Lesson 7 - Streams of Mercy - Forgiveness
This lesson deals with the issues of sin and forgiveness
Isaiah 35: This passage is about the restoration of God’s people and of the resulting transformation of the world. Its location in Isaiah is problematic and it perhaps ought to be after chapter 60 when the focus is on the restoration of creation.
1. The Foundation: (vs. 1-2) the foundation for this chapter is that God has a plan for the future. This plan includes the creation itself singing praises to God.
2. The Request: (vs. 3-4) the writer asks that God do what only God can do, and that is remind the people that God will act to restore their lives, their nation and creation.
3. The Results (vs. 5-10) the results of God’s work are dramatic. People who are disabled will be made whole, then the wilderness will become a place of life, then there will be a way to God which is safe and even those who had been taken captive will find their way home vis this new route.
Psalm 51: This is a psalm about the transformation of someone from being in sin, to praising God.
1. The Foundation: (vs. 1) the foundation for forgiveness is the love of God. The Psalmist begins with a focus on the steadfast love of God. Without this love there would be no forgiveness. This is important because it reminds us that God is the one who is for us and for humanity.
2. Desire to be made whole: (vs. 2) the writer knows that something is wrong; that they need to be washed clean and they want God to do what only God can do. They want to be clean and restored.
3. Admission of sin: (vs. 3-5) the writer takes full blame for their sins. She admits having done evil in the sight of God. And even though he states that he was brought forth in sin he makes no attempt to blame his sin on anyone else. He made the choices.
4. The End Goal: (vs. 6-12) the writer knows that the end goal is and that is restoration of truth, wisdom and relationship. The writer wants to feel joy and gladness again as well as a restored relationship with God which comes from God not focusing on the sins of the writer.
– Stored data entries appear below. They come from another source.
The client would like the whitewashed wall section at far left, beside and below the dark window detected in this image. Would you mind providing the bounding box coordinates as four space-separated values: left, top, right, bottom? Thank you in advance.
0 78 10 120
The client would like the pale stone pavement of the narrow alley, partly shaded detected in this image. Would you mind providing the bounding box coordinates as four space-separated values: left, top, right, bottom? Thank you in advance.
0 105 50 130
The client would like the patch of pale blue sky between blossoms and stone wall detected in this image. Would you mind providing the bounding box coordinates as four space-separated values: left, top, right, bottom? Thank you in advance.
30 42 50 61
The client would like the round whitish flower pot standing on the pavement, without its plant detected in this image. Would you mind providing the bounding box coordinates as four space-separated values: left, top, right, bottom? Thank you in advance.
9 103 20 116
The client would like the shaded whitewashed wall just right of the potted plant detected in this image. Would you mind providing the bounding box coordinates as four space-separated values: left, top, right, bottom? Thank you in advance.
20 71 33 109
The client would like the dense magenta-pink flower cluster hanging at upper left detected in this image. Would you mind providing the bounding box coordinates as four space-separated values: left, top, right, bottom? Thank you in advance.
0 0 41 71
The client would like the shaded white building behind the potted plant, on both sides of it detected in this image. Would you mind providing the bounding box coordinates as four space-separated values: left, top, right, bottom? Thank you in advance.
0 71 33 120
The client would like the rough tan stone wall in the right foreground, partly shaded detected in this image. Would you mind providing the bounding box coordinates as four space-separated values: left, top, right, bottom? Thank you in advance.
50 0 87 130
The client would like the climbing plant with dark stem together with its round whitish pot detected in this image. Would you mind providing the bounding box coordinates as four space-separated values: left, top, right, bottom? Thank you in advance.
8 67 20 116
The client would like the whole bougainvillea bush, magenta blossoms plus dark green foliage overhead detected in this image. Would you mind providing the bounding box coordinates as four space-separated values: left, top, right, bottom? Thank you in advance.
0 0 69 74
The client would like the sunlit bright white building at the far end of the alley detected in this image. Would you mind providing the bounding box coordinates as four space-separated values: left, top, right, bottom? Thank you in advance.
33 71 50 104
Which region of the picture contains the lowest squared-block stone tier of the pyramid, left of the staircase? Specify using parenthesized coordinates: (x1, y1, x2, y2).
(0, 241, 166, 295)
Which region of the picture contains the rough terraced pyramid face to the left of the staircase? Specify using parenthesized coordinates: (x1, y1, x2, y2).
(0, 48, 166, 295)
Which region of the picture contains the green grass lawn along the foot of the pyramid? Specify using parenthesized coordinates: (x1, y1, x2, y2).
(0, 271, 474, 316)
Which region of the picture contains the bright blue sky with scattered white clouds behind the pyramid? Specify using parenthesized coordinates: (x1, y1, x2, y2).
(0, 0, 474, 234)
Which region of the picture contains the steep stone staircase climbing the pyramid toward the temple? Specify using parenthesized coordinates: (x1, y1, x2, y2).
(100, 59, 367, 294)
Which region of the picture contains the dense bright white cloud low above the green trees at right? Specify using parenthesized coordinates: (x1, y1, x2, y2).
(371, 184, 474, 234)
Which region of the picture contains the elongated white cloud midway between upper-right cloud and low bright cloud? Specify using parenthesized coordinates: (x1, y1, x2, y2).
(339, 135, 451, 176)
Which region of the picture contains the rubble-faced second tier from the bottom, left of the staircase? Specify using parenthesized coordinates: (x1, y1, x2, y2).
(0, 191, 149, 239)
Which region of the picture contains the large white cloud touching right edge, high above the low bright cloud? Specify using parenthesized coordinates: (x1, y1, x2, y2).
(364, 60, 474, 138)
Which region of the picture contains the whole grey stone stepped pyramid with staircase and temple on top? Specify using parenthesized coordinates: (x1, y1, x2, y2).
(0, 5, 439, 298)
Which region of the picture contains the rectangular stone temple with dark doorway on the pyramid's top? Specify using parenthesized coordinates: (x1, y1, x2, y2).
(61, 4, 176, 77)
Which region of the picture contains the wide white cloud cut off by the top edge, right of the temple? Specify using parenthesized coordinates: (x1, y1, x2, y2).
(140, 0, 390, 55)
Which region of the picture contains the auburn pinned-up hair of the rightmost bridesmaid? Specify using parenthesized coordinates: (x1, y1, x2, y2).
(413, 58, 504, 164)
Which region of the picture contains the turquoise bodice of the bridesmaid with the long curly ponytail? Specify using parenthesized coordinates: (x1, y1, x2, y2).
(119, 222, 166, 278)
Finally the writer wants a clean heart (a new being) and desires that God uphold her.
5. The Response: (vs. 13-17) Being forgiven calls for a response. The writer’s response is to show others what right living looks like, to sing praises to God, to praise God in worship, offer up a broken spirit and contrite heart. All of these demonstrate that forgiveness has changes the person.
6. Late Addition: (vs. 18-19) the last two verses were probably added later to allow this Psalm to be used in worship.
Matthew 6:12: at issue here is, what is the appropriate English word which ought to be used to translate the Greek word opheilema? An exact translation would be “debt.” This is why we use debts and debtors. Some people have speculated that what is at issue is actual debts (debts we owe God and what others owe to us). However, this word has a nuanced meaning in Aramaic, which is that it refers to sin that indebts us to God, and sins which indebt others to us. So the best translation would probably sin. In my opinion trespasses does not appear to fit because there is nothing in the words dealing with violating God’s rules. In Luke the Greek word is hamartia, which is sin. So Luke focuses on the ideas of us being forgiven our sins and forgiving the sins of others.
Forgiveness: the author offers us some good insights about forgiveness. First forgiveness does not require forgetting. In fact if we can forget what happened than I would question whether there is actually forgiveness. I say this because forgiveness is costly. If it does not cost us something in terms of pain, then it is not forgiveness. Second we need to remember that God loves us enough to forgive us; that none of us have ever done something that God cannot forgive (just look at the Apostle Paul who helped to murder the disciple Stephen). One thought that I would offer is that hating someone, or not forgiving, is like burning down our own house; meaning that our not forgiving hurts us more than the other person. When we hold on to the hate and pain we become crippled and we cannot become the people God wants us to be.
Summary: in the scriptures there is a link between what water does in the wilderness (bringing life where there is none) and what God does in forgiveness (bringing life where there is none). It is about restoration of life as it ought to be based on the foundation of God’s love for us. This is the starting place for all Jewish and Christian theology, the fact that God has a good outcome which God desires for each of us. And we reach this place by following the pattern laid out in the Psalm 51.
1. What is your response to being forgiven?
2. What is the most difficult part of forgiveness for you?
3. How would you explain the Prayer of Forgiveness we use every week to a new comer?